Just as before, we make use of the **load_file** function which correctly formats the text file for the class. 

In [10]:
corpus = GPM.load_file(filename)

Then just as before we initialize the object, and show the relevant results.

In [10]:
# Default usage
data_gpm = GPM.GPM(corpus, nTopics)

# Non-default usage
#data_gpm = GPM.GPM(corpus, nTopics, alpha = 0.002, beta = 0.03, gam = 0.06, nTopWords = 12, iters = 7, N = 8)

data_gpm.topicAssigmentInitialise()

data_gpm.inference()
psi, theta, selected_psi, selected_theta = data_gpm.worddist()

finalAssignments = data_gpm.writeTopicAssignments()

coherence_topwords = data_gpm.writeTopTopicalWords(finalAssignments)

score = data_gpm.coherence(coherence_topwords, len(finalAssignments))

print("Final number of topics found: " + str(len(finalAssignments)))

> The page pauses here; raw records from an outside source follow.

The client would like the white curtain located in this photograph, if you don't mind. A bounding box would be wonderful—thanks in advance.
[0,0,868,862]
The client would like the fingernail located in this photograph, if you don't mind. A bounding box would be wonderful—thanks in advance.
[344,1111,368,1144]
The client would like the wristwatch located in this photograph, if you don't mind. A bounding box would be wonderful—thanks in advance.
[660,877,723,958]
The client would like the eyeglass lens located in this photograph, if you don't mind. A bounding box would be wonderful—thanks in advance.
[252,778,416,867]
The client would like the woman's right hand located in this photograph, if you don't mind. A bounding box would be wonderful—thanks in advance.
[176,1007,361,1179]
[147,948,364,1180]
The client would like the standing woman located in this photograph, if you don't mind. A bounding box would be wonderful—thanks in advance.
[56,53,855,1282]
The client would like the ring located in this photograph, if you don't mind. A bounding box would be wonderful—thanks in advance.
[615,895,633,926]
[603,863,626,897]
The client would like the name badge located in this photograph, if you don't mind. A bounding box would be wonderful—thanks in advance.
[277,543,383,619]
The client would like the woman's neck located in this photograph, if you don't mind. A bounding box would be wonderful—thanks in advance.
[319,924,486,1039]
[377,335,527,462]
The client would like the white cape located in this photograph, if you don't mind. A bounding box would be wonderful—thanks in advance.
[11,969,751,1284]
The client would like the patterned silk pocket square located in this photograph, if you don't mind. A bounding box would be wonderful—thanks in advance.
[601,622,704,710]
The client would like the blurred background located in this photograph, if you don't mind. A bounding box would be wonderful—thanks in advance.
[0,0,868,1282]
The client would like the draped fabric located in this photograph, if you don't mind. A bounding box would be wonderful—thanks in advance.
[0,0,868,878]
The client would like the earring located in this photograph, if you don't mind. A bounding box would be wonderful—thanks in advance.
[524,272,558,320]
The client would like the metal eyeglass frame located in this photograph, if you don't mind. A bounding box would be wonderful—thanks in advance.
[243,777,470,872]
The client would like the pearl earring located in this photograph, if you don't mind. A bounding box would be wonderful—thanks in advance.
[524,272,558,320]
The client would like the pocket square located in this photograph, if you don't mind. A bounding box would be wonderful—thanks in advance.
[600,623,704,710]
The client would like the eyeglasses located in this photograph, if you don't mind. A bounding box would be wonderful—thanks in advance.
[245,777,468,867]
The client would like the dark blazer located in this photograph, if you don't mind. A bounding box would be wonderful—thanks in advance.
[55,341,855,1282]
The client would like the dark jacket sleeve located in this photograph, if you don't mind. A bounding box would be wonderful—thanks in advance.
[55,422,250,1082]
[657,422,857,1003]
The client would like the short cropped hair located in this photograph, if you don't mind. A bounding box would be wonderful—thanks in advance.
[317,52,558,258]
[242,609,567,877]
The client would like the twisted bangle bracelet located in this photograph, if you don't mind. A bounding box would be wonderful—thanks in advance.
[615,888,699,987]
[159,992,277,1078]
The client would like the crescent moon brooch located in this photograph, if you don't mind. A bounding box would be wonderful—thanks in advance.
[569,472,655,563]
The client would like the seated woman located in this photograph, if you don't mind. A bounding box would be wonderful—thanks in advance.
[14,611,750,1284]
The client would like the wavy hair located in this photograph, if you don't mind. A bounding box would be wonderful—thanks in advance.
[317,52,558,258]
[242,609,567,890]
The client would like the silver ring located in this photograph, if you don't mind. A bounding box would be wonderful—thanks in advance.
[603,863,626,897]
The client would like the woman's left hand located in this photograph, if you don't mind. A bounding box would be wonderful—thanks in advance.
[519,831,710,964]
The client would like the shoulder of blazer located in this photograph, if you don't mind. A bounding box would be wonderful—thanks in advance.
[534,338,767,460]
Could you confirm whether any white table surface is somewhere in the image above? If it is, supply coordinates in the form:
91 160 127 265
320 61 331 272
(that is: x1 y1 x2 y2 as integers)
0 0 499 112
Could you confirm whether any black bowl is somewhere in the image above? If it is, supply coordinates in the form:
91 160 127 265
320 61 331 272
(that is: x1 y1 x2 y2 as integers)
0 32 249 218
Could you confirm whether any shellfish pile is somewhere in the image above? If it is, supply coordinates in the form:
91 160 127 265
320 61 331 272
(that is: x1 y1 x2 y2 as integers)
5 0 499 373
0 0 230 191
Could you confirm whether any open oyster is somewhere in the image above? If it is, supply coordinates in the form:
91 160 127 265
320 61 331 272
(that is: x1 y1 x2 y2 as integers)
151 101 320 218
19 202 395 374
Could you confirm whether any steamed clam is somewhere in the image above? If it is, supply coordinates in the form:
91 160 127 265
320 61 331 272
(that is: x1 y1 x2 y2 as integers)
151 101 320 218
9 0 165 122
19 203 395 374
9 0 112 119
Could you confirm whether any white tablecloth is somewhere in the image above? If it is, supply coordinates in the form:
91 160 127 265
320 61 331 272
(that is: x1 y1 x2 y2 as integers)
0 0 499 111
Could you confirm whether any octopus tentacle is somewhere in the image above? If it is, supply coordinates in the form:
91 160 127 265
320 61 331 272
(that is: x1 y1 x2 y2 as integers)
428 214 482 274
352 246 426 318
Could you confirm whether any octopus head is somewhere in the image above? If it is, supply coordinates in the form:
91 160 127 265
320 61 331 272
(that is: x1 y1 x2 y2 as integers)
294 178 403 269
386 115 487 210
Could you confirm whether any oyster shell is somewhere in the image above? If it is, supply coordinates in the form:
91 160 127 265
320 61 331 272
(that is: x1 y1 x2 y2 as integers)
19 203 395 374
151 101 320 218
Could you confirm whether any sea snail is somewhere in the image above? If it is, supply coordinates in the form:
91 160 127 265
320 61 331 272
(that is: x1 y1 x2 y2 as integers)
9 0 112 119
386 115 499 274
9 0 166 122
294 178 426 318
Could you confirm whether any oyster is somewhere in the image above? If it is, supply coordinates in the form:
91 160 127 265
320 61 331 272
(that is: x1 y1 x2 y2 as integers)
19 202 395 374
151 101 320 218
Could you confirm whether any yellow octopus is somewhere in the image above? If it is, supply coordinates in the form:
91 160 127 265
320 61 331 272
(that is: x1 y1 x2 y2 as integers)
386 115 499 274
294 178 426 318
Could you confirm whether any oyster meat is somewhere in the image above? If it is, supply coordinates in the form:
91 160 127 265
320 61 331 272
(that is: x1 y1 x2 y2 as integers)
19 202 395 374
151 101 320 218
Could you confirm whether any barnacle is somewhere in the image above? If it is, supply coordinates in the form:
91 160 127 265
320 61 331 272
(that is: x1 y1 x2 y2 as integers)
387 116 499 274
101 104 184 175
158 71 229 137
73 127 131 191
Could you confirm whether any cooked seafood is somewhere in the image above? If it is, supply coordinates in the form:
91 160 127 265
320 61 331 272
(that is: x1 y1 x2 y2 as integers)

corpus=10, words=75, K=10, a=0.001000, b=0.001000, g=0.100000,nTopWords=10, iters=15, N=20
iteration: 0
iteration: 1
iteration: 2
iteration: 3
iteration: 4
iteration: 5
iteration: 6
iteration: 7
iteration: 8
iteration: 9
iteration: 10
iteration: 11
iteration: 12
iteration: 13
iteration: 14
cancer abnormal cell spread eventually tissue uncontrolled body disease group 
oil gas trump cleaner coal disadvantage environmental fuel natural apprentice 
broccoli cauliflower delicate flavor greener stronger dozen hearty nutrient rich 
cat kitten carnivorous domestic furry mammal small typically clowder collective 
average topic:  8.435969586274934
Final number of topics found: 4


In [11]:
# We can then have to variables in which the selected theta's and psi are saved
selected_psi
selected_theta

array([[9.96956814e-01, 6.51863805e-05, 1.36336784e-03, 1.36336784e-03,
        2.01037928e-05, 6.90451404e-06, 1.23129830e-04, 3.56680195e-05],
       [9.96007373e-01, 2.59821030e-04, 1.36206945e-03, 1.36206945e-03,
        1.10439294e-04, 5.10433710e-05, 4.13789048e-04, 1.67440219e-04],
       [1.17486888e-04, 1.86653305e-02, 2.83219667e-01, 2.83219667e-01,
        6.82876259e-02, 2.83219667e-01, 3.38741182e-02, 1.06136193e-02],
       [5.16387722e-04, 3.45089706e-02, 6.33178825e-02, 2.62607894e-01,
        2.62607894e-01, 2.62607894e-01, 5.75149510e-02, 2.12927691e-02],
       [1.35009082e-03, 3.56363004e-02, 8.30346540e-03, 1.25993200e-01,
        1.65566068e-02, 1.25993200e-01, 5.41143822e-02, 5.04709464e-01],
       [5.90413635e-04, 2.50072906e-02, 4.91282946e-03, 1.31096649e-01,
        1.06295765e-02, 1.31096649e-01, 3.98264257e-02, 5.25153102e-01],
       [1.27310833e-03, 1.18809038e-01, 7.82999986e-03, 1.18809038e-01,
        1.56125452e-02, 2.26633720e-02, 5.61316442e-01, 3.